In combat sports, Joe Rogan is best known for calling UFC fights but had his career taken a slightly different trajectory, he could have been one of the first athletes to compete for the promotion.
Long before he was a UFC color commentator, Rogan was passionate about martial arts, which started with training in taekwondo when he was still a teenager. The now 58-year-old comedian and podcast host was actually quite accomplished as a martial artist but a series of events led him to leave fighting behind and focus on a new career instead.
The biggest factor in Rogan’s decision to stop fighting really came down to his long term health, especially after he started witnessing the debilitating effects of brain damage.
“I stopped fighting when I was 22,” Rogan said on his podcast. “I started doing comedy at 21 and I kind of half-assed still trained and fought a few times while I was also doing comedy but I didn’t have the commitment that I had before. I’d had a series of events that led me out of wanting to compete. One of them was recognizing brain damage. Recognizing it in other people. Recognizing it in friends and then laying in bed with headaches after sparring sessions going ‘where does this lead?’ and I’m not even making any money off of this.
“I started doing boxing and kickboxing and I saw so much brain damage. I saw so much unreported brain damage. Just weird stuff. Guys would tell you the same story they just told you five minutes ago. They just tell it to you again. I realized oh these guys can’t remember that they just said this thing five minutes ago. It was like they were stoned and they weren’t. They were just starting to exhibit the beginning signs of brain damage.”
Rogan also revealed a disturbing incident that happened in one of his own fights that served as a wakeup call that perhaps this wasn’t something he should be doing for years to come.
“There was a guy that I hurt really bad in a tournament,” Rogan explained. “I knocked this one guy out when I was 19 in California, I was competing in the nationals. I [knocked out] this guy and he never got up.
“They had to take him on a stretcher and he was on a stretcher for half an hour and they took him to the hospital and it freaked me out. Because I was like that could have easily been me. It easily could have been me. That one bothered me because it’s like what am I doing? Like why am I doing this?”
Scoring that knockout and then the devastating aftermath had Rogan questioning if this was something he wanted to continue to pursue knowing it was only a matter of time before it happened to him.
“I had gotten really lucky where I never got hurt in a tournament,” Rogan said. “Never got dropped. Never got knocked out. Never got really rocked. But I did it to a lot of people. Then I was like this is coming around. It’s only a matter of time before I get whomped. It happens. It’s going to happen.
“I’m going to fight some national champion guy, I’m going to zig when I should have zagged and I’m going to catch a heel to my f*cking jaw and that’s going to be a wrap. I’m going to be waking up in the hospital.”
Add to that, Rogan admits that at the time he just didn’t see where fighting was going to take him for the future. In those days, the UFC didn’t exist so there wasn’t even a possibility of crossing over to an event where he could potentially make some real money from fighting.
Rogan felt like he came to a crossroads where he could either continue fighting or find something else to do, which is around the same time he did his first open mic night doing standup comedy.
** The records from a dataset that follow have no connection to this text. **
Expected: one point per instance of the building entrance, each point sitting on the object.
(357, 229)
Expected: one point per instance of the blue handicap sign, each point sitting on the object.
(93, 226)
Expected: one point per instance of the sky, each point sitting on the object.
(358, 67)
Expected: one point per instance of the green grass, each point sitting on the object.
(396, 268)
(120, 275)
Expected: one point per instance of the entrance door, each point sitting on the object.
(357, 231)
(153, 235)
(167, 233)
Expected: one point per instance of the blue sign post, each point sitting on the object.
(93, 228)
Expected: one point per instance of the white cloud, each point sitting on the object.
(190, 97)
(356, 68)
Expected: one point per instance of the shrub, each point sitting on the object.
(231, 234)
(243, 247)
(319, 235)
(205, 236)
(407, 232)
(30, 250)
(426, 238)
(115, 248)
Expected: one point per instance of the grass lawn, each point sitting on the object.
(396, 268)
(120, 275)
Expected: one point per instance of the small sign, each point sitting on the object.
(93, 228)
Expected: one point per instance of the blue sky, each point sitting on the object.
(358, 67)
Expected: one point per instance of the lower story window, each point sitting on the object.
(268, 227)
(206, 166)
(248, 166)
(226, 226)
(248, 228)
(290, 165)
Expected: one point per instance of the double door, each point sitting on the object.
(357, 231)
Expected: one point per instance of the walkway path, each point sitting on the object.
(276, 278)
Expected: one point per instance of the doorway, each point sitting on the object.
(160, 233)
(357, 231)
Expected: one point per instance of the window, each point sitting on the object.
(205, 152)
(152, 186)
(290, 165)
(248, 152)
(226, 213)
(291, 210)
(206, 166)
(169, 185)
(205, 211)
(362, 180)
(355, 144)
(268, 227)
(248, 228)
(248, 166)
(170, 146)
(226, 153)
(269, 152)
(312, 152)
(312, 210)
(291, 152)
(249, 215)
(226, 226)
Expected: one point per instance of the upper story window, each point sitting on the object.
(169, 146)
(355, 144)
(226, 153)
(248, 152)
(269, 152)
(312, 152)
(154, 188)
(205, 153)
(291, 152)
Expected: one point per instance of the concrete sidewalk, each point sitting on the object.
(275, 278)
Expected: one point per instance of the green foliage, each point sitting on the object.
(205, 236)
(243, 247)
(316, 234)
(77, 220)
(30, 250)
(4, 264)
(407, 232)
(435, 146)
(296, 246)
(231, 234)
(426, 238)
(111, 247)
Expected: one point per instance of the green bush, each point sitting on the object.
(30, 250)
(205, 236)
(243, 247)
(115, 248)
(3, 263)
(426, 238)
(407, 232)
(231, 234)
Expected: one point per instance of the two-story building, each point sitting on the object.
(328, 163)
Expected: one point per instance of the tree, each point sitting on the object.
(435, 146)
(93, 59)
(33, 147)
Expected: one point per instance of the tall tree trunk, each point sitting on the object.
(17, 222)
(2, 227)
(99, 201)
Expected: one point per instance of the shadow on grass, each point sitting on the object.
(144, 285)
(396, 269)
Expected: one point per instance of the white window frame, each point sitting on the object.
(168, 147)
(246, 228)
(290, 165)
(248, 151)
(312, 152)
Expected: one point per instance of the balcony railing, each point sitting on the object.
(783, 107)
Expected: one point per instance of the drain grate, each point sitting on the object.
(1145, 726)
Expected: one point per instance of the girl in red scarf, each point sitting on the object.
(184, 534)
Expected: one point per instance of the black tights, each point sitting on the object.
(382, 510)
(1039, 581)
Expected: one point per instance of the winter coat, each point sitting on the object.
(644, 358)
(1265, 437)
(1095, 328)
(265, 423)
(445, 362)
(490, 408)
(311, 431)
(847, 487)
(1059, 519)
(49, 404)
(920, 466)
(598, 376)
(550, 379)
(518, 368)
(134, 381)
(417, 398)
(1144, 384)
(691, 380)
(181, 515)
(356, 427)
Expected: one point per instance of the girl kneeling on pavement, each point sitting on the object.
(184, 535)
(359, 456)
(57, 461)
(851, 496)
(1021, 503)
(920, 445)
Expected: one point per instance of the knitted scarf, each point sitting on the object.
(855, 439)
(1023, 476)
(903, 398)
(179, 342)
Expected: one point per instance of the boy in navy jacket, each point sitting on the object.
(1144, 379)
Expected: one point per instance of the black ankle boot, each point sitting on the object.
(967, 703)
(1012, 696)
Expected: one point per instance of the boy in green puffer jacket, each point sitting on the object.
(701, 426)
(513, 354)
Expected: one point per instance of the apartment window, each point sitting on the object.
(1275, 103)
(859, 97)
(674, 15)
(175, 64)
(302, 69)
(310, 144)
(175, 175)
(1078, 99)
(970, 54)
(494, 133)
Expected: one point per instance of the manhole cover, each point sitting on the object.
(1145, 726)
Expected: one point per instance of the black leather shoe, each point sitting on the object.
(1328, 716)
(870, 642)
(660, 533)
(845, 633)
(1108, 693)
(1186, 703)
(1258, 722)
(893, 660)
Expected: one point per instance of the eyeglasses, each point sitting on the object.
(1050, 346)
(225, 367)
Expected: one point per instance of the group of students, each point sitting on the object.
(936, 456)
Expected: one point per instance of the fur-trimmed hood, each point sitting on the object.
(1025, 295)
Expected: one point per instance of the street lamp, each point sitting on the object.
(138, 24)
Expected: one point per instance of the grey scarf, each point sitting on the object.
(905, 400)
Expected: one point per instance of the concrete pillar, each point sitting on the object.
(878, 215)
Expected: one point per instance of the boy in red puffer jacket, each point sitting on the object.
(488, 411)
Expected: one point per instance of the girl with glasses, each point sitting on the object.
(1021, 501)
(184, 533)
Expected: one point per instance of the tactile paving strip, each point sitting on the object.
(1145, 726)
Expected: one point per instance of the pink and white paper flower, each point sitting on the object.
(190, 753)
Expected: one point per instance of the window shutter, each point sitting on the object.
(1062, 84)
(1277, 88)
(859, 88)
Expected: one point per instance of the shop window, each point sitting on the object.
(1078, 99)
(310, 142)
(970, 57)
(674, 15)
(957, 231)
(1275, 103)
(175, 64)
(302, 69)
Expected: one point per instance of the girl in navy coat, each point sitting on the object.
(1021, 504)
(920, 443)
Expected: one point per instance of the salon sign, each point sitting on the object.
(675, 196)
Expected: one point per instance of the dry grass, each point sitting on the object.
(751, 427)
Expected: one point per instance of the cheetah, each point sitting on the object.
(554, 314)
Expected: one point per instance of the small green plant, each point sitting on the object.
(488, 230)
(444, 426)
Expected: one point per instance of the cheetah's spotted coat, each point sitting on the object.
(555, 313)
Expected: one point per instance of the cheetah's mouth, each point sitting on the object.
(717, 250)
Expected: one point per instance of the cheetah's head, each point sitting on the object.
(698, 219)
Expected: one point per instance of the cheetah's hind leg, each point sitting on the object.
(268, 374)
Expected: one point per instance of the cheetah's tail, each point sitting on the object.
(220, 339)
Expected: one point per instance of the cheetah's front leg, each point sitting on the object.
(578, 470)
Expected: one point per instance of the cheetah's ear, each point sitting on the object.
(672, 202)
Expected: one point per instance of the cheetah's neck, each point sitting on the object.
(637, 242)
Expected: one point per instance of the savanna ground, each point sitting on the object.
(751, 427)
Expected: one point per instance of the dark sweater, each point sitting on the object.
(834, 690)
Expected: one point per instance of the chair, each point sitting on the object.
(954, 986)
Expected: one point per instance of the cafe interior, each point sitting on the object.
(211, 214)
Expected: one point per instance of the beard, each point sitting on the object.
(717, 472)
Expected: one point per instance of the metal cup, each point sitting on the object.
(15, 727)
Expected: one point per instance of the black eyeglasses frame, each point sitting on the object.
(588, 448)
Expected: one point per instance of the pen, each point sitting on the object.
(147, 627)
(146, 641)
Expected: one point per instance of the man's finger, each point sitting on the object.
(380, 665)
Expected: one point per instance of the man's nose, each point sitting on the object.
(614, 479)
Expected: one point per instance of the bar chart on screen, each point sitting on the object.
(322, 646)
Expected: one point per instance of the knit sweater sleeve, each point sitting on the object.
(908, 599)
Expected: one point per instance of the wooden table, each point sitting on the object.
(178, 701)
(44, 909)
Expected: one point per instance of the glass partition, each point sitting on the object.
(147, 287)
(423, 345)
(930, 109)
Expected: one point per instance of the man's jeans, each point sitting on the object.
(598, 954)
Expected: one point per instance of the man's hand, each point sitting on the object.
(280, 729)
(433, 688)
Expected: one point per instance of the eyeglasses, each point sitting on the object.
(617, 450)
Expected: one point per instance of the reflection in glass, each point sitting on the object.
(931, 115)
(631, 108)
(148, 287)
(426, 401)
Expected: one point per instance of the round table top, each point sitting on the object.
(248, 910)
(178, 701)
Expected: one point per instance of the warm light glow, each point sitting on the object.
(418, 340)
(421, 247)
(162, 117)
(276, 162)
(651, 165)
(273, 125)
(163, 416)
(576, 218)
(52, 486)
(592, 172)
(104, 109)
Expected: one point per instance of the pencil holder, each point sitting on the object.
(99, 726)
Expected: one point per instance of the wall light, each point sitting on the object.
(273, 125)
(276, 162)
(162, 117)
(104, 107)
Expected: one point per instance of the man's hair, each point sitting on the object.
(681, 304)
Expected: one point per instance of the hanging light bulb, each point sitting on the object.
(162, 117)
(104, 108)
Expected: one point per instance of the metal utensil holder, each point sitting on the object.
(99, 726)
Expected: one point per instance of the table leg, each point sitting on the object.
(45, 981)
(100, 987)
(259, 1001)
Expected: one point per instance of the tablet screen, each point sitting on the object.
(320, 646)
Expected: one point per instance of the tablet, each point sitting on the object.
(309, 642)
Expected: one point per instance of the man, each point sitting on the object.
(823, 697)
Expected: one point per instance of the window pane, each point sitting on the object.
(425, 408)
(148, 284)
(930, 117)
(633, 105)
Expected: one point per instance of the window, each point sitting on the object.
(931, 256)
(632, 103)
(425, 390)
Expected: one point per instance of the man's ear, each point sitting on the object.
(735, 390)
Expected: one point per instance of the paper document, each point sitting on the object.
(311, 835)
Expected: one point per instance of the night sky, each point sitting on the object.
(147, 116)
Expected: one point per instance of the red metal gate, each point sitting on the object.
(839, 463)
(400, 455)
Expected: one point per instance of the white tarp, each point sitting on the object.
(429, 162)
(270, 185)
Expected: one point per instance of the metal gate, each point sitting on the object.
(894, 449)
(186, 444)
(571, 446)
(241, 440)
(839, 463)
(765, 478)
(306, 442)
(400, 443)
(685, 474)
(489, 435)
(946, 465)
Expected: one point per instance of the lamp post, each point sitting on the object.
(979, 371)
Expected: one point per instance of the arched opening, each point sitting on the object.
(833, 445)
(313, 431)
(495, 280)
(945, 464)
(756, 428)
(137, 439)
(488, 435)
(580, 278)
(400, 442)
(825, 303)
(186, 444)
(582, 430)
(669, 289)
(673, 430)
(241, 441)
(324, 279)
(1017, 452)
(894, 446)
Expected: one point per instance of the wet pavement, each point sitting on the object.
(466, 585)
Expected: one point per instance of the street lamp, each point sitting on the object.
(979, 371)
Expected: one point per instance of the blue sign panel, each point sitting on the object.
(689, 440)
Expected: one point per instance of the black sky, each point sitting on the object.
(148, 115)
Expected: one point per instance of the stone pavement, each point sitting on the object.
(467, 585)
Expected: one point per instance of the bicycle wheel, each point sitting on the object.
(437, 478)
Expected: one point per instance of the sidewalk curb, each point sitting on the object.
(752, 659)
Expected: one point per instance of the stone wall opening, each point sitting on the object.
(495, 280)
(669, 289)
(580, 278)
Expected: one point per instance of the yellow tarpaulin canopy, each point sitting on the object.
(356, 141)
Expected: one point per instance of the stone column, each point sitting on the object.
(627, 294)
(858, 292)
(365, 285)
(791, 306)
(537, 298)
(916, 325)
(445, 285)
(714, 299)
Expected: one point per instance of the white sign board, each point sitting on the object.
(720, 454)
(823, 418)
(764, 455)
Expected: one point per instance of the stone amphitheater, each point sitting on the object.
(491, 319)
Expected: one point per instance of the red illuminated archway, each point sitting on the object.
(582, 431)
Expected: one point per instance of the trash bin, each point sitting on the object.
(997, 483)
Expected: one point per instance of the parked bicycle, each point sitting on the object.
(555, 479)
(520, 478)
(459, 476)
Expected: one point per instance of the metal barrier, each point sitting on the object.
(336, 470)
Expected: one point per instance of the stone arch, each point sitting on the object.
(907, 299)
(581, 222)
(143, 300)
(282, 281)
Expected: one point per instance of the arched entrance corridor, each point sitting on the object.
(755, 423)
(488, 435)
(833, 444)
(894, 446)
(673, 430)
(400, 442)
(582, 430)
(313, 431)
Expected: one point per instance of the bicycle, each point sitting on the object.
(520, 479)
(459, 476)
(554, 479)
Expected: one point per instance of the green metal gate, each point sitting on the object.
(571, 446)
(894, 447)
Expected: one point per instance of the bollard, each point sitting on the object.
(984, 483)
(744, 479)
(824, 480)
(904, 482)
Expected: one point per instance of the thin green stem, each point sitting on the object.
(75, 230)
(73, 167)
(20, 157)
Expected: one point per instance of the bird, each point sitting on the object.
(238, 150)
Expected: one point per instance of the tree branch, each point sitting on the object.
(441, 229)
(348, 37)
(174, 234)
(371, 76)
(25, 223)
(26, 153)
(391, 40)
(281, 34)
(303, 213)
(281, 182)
“I’m trying to win the national championship. I’m trying to be in the Olympics. I’m trying to do these things but I’m like where does that lead me?” Rogan said. “Teaching? I was already teaching at the time but do I really want to teach for a living forever? I don’t think I do. Then recognizing the martial art that I had picked, taekwondo, had a lot of flaws in it. It was really good for kicking but it wasn’t the best overall martial art.
“When I started kickboxing, I really realized that. Then I started getting into Muay Thai and I realized the power of leg kicks and the devastating impact it has on your mobility. One or two leg kicks and you’re so compromised. There’s so many levels to this. I was also kind of half-assing martial arts the last year. Not nearly as committed. I was all in all throughout my high school years. All in until I was 21 and then from 21 to 22 I kind of half-assed it and I didn’t start doing jiu-jitsu until years later.”
He also suffered an injury that just added another coin to the bank that perhaps fighting was never going to cash in for him.
Rogan fully committed himself to standup comedy, which led to acting gigs and eventually hosting the ultra-popular series Fear Factor before creating the biggest podcast on the planet. All in all, it worked out pretty well for him.
“I tore my ACL and when I tore my ACL, I had to have surgery and I couldn’t do anything for like six months,” Rogan said. “Then I realized my body’s vulnerable. You’re counting on your tissue staying in tact in order to live this life that you want to live. So I had to get my knee reconstructed. I was 22 I think when I blew it out. 21, somewhere around there. It was right around when I was thinking about stopping competing. The universe was like let me help you, let me f*ck your knee up real quick.
“I had to get that fixed and that takes a while before it gets back to normal again. But comedy became a thing where it was like this is very exciting. Really difficult to do and so different from what I was doing.”